Um Primeiro de Maio diferente

O Primeiro de Maio de 2020 foi celebrado de forma completamente diferente dos anos anteriores: sem poderem reunir-se, os trabalhadores fizeram uma programação nas redes sociais que se iniciou às 11h30min, com um culto ecumênico, e depois com a fala das principais lideranças nacionais e apresentação de muitos artistas que apoiam a causa da justiça e os direitos dos trabalhadores.

Mais uma vez, nosso querido Papa Francisco exerceu sua corajosa profecia e, numa mensagem aos movimentos sociais do mundo todo, no dia 10 de abril, manifestou sua solidariedade aos trabalhadores, especialmente aos informais, neste período de pandemia. Francisco os definiu como “um exército invisível que combate nas trincheiras mais perigosas”.

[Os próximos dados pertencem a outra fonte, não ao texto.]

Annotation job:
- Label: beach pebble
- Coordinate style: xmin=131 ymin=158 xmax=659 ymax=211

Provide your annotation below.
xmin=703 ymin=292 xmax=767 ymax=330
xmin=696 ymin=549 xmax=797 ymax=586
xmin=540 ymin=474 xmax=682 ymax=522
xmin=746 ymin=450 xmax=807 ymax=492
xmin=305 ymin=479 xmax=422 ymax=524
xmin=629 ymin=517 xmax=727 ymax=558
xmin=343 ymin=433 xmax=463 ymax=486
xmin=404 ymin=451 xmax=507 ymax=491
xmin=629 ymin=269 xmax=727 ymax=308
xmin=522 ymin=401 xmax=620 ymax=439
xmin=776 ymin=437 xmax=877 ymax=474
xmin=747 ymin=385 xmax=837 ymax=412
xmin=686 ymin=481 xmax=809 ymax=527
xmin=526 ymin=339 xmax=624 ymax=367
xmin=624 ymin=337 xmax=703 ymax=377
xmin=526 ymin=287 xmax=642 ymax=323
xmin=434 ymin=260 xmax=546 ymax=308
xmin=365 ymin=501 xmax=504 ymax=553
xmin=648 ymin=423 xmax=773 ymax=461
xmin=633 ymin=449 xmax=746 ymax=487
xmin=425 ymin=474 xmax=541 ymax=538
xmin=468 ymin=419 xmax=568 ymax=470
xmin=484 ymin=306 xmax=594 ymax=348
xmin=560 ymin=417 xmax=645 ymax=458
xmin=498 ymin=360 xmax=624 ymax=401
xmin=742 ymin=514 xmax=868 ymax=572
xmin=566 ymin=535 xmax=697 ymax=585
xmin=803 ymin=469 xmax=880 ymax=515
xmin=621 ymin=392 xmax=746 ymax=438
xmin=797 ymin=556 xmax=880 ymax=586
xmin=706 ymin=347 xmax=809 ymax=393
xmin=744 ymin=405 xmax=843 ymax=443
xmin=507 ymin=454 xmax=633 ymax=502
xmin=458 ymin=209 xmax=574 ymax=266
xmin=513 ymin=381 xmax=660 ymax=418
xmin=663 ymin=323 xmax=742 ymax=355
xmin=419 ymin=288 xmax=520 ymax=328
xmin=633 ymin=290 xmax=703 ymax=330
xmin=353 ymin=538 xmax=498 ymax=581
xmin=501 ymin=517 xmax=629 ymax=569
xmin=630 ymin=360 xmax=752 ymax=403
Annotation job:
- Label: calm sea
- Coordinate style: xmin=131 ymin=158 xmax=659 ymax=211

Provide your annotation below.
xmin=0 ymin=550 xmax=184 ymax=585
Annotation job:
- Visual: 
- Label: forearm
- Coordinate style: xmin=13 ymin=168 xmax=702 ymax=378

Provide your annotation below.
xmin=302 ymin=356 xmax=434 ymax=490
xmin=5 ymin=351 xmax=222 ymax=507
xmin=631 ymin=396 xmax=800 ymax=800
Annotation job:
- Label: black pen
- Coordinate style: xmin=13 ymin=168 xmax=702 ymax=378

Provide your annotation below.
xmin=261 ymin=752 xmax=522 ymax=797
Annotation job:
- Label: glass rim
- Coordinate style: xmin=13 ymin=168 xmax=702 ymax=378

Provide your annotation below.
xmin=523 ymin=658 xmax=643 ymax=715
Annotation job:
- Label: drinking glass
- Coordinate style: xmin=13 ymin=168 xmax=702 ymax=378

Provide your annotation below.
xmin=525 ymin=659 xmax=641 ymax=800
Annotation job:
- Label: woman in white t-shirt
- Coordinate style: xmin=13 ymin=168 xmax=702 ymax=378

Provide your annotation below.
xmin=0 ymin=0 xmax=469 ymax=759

Graças a Deus, nosso Papa, diferente de alguns governantes cruelmente indiferentes ao sofrimento e às mortes, sabe que as vítimas principais desta crise são os pobres, os trabalhadores que, muitas vezes, vivem entre o desespero da fome e a ameaça desta doença mortal. “Sarar, cuidar e compartilhar” é o desafio que Francisco propõe a todos nós que nos reconhecemos seguidores de Jesus.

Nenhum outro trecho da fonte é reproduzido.